On a serious note.. Properly anonymised data please. Strip any and all data that can potentially be used to identify the OWNER of that data and we have a positive. Of course if we are looking at regional variances some location data my be required. However, a postcode/zip code is going to far.
The word owner is capitalised because corporate entities forget just who owns the data. Being an aggregate of data does not equate to ownership.
I know of an attempt to anonymise voting data from previous years to test a proposed new nomination and voting method for an annual literary award. Despite initial statements by the people writing the code it turned out the historical voting data couldn't be anonymised sufficiently to prevent reconstruction of personal identification without destroying the information the test software needed to see what effects it would have on nominations and voting. Just removing the basic ID fields (name, address etc.) wasn't enough to prevent someone willing to put in the effort to determine who had voted in previous years and what they had voted for if they got hold of the raw data.

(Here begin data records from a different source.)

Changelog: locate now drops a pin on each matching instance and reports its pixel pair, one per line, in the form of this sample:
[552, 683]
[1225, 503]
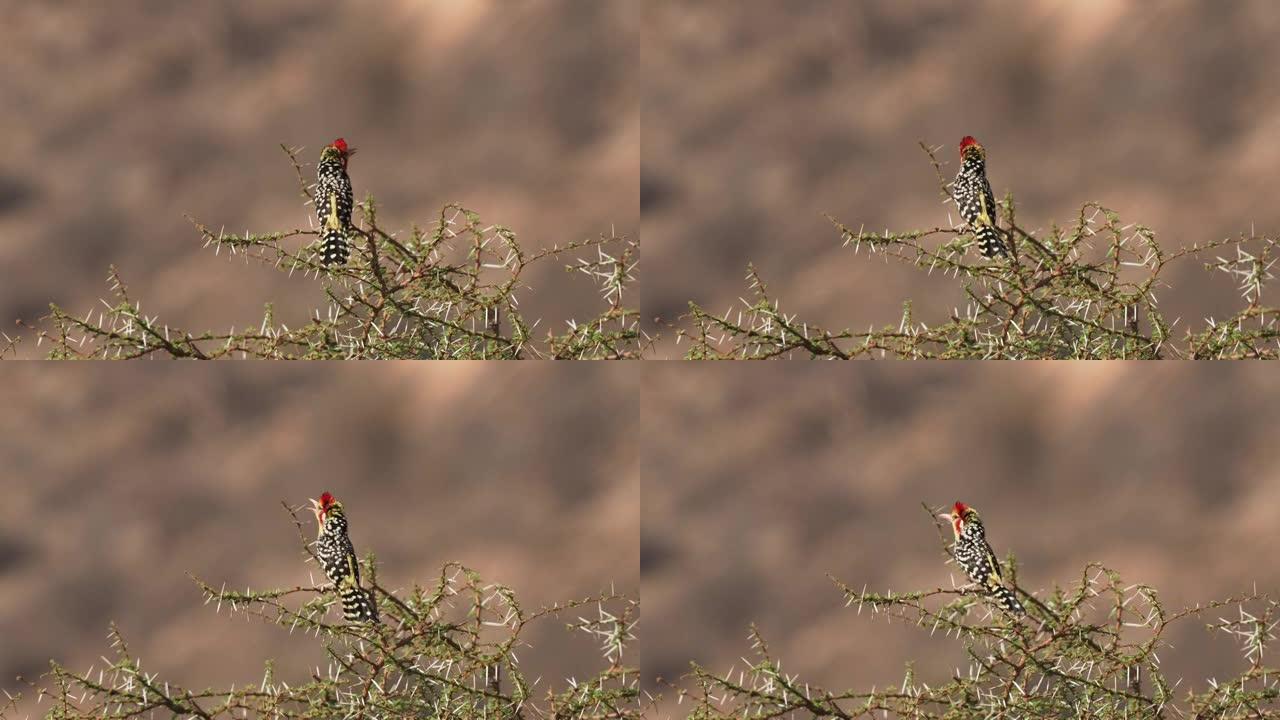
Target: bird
[973, 554]
[973, 197]
[338, 559]
[334, 201]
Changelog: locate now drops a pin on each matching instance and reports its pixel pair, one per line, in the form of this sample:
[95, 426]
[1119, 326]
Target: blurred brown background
[762, 115]
[120, 118]
[759, 481]
[118, 482]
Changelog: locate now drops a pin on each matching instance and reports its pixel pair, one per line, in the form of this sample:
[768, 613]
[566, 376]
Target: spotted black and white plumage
[973, 554]
[338, 559]
[973, 197]
[334, 201]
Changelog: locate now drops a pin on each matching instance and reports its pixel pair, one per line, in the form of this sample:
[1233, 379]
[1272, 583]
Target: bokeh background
[120, 481]
[119, 119]
[759, 481]
[767, 114]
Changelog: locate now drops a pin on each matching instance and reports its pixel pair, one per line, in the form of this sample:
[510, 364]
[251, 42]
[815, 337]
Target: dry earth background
[122, 117]
[762, 115]
[528, 475]
[759, 481]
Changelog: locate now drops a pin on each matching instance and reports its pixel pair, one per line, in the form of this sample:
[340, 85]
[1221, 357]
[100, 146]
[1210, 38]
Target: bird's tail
[357, 605]
[990, 241]
[334, 247]
[1008, 600]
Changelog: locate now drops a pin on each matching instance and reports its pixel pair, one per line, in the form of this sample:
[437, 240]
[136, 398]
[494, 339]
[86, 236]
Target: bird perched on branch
[973, 554]
[338, 560]
[334, 201]
[977, 205]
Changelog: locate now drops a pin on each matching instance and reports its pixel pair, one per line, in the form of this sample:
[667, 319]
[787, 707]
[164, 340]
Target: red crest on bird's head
[970, 142]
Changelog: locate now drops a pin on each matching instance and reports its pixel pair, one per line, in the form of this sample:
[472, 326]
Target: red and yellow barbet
[338, 559]
[974, 556]
[977, 205]
[334, 201]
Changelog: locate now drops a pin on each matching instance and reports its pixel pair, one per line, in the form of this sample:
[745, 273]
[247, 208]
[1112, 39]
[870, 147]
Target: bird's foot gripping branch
[448, 651]
[1093, 650]
[1088, 290]
[449, 291]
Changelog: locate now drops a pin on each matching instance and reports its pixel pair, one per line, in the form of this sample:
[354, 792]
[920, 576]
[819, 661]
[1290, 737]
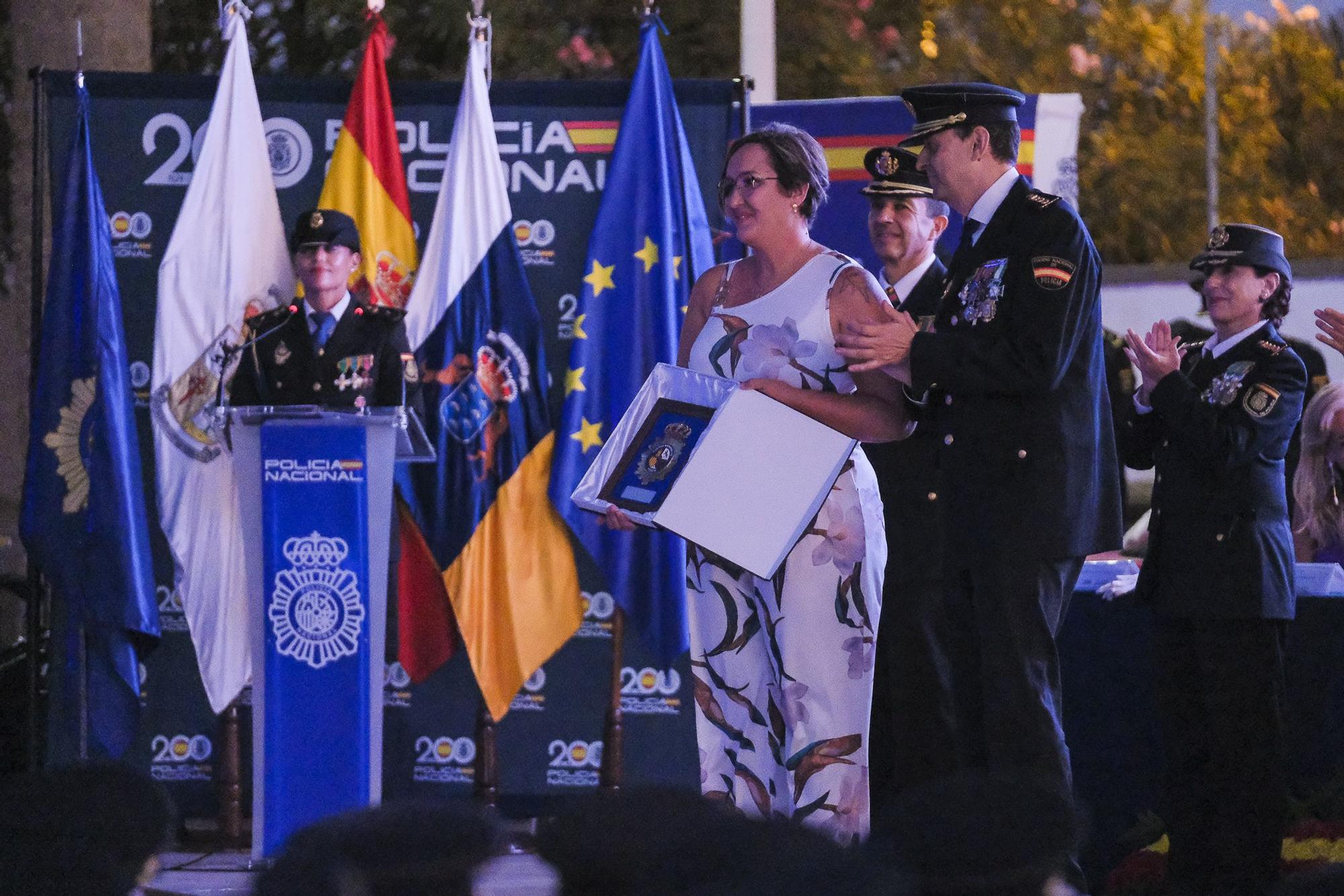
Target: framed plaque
[733, 471]
[657, 456]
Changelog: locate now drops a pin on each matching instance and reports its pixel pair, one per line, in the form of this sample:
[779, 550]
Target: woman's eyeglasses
[747, 185]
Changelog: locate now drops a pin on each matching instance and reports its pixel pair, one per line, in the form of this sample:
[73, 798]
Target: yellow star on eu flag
[588, 435]
[650, 255]
[600, 279]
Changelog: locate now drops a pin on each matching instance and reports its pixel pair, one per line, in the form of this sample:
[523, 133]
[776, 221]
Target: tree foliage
[1138, 64]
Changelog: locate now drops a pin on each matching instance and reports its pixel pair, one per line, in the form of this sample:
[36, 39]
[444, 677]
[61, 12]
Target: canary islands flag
[485, 510]
[651, 241]
[84, 502]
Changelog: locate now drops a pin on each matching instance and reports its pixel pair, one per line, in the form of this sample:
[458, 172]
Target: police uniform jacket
[907, 469]
[362, 359]
[1015, 388]
[1220, 543]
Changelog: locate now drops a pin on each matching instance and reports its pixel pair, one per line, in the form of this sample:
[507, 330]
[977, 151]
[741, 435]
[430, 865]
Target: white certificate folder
[751, 483]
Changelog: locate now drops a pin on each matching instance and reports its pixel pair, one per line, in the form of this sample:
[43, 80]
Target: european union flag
[84, 502]
[650, 242]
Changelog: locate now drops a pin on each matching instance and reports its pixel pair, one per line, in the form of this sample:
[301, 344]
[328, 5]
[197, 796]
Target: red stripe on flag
[427, 632]
[369, 119]
[862, 140]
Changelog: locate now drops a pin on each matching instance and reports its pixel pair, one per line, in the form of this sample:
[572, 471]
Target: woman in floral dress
[783, 667]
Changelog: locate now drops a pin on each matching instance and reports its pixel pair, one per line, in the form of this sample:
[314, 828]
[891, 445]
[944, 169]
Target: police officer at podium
[330, 349]
[1214, 421]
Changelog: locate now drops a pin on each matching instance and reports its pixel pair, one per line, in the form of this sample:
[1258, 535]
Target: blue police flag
[650, 242]
[84, 504]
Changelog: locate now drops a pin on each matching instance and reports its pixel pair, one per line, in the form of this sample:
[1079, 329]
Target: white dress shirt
[1214, 349]
[907, 284]
[991, 201]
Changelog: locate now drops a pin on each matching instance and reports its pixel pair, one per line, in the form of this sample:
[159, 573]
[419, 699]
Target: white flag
[228, 259]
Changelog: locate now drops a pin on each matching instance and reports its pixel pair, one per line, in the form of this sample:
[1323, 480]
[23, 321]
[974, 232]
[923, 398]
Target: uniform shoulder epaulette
[1041, 199]
[382, 312]
[269, 319]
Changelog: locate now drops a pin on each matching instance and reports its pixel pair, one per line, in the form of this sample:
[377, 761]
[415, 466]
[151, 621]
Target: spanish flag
[506, 553]
[366, 181]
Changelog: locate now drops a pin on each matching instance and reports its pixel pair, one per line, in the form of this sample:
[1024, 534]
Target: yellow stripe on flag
[846, 158]
[389, 241]
[514, 588]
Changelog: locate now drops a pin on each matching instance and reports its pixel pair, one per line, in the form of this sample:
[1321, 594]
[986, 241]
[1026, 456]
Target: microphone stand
[225, 358]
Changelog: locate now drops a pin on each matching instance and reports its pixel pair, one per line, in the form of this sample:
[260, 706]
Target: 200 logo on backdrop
[181, 758]
[575, 764]
[651, 692]
[597, 616]
[446, 761]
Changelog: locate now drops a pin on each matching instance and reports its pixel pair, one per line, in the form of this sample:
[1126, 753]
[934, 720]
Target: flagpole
[614, 735]
[37, 242]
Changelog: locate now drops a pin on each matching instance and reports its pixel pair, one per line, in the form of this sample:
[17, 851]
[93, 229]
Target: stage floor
[225, 874]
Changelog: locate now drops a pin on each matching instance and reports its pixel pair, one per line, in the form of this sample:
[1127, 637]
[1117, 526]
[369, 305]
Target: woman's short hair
[1276, 307]
[1315, 488]
[798, 161]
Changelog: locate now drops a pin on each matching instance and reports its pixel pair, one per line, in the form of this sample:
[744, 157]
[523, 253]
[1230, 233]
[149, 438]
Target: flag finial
[80, 53]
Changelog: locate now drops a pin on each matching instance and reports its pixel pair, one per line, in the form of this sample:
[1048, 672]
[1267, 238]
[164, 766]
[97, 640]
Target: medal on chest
[355, 373]
[1225, 388]
[980, 295]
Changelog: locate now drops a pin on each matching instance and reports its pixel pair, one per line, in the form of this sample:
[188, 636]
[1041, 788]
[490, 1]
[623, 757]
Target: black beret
[325, 226]
[894, 174]
[941, 107]
[1244, 245]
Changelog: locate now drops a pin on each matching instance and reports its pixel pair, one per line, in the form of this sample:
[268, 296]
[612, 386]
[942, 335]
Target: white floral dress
[784, 667]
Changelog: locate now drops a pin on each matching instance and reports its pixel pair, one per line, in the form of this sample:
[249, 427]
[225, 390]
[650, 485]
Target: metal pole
[37, 245]
[1212, 116]
[759, 57]
[614, 734]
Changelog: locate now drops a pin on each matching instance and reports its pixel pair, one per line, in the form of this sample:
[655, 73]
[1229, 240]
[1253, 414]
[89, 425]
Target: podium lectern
[315, 491]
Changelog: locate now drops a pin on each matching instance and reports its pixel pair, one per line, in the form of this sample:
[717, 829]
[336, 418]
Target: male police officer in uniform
[1015, 394]
[912, 682]
[330, 349]
[1220, 570]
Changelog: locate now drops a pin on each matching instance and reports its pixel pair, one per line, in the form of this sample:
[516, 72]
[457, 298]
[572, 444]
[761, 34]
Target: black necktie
[968, 230]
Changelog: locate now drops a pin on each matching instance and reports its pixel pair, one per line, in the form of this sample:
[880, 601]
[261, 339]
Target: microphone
[226, 357]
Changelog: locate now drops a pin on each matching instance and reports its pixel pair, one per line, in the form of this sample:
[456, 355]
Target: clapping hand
[876, 346]
[1331, 323]
[1155, 355]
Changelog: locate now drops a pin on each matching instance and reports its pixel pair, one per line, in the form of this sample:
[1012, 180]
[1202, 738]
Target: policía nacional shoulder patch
[1053, 272]
[1260, 400]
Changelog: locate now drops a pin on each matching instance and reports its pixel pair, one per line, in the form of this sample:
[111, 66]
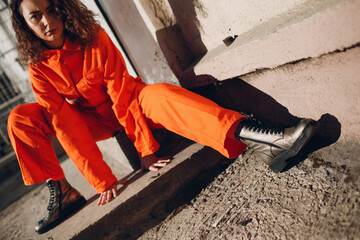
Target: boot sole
[280, 162]
[63, 215]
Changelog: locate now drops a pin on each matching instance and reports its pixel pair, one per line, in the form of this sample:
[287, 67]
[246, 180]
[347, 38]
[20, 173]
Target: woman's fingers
[106, 196]
[159, 164]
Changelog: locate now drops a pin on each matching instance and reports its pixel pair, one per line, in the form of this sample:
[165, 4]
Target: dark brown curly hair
[79, 24]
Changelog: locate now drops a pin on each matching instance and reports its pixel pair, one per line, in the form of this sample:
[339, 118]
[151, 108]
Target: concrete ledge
[327, 31]
[146, 197]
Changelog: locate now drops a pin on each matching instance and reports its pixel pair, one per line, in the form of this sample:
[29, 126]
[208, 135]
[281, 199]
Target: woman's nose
[47, 20]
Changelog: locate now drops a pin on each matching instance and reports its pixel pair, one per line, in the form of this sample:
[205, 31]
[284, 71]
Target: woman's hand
[154, 163]
[106, 195]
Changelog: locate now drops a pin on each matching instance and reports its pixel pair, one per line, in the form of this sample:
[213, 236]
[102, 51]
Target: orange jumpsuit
[87, 96]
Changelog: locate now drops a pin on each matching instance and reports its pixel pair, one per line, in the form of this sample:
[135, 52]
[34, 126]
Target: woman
[85, 94]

It's could be that health records are in the same boat, either they are processed by experimental software in a secure, trusted and licenced sandbox with only the aggregate results made available to researchers or they cannot be used safely at all as research material.
If so, a few thousand or more requests should tie up DeepMind for an hour or two.
Would not the Trust having a small DeepMind datacentre on premises mitigate this issue? If the data cannot be taken off of Trust premises and therefore not able to be de-anonymised by DeepMind the Trust would be more trustworthy. I refuse to accord DeepMind or any other Google related entity.
"If this was a new drug, the approach Google took was to synthesise a new molecule and inject it into a random bunch of people who walked into Accident and Emergency and see what happens."
Surely people know difference between analyzing person's data and injecting actual drug into a person? Privacy is important, but so is perspective.
And usually in a poorer light than this.
Yes strong contracts and penalty clauses (and enforcing penalty clauses) will help.
But.
Google is a data fetishist with a high recidivism rate (like other kinds of socially unacceptable fetishists).
IOW They can no more keep their hands off patients data (and it's patients data, not the NHS's to sell or give away) than Uncle Ernie can keep his hands off Tommy (Nice work by Phil Collins, really channeling his inner nonce).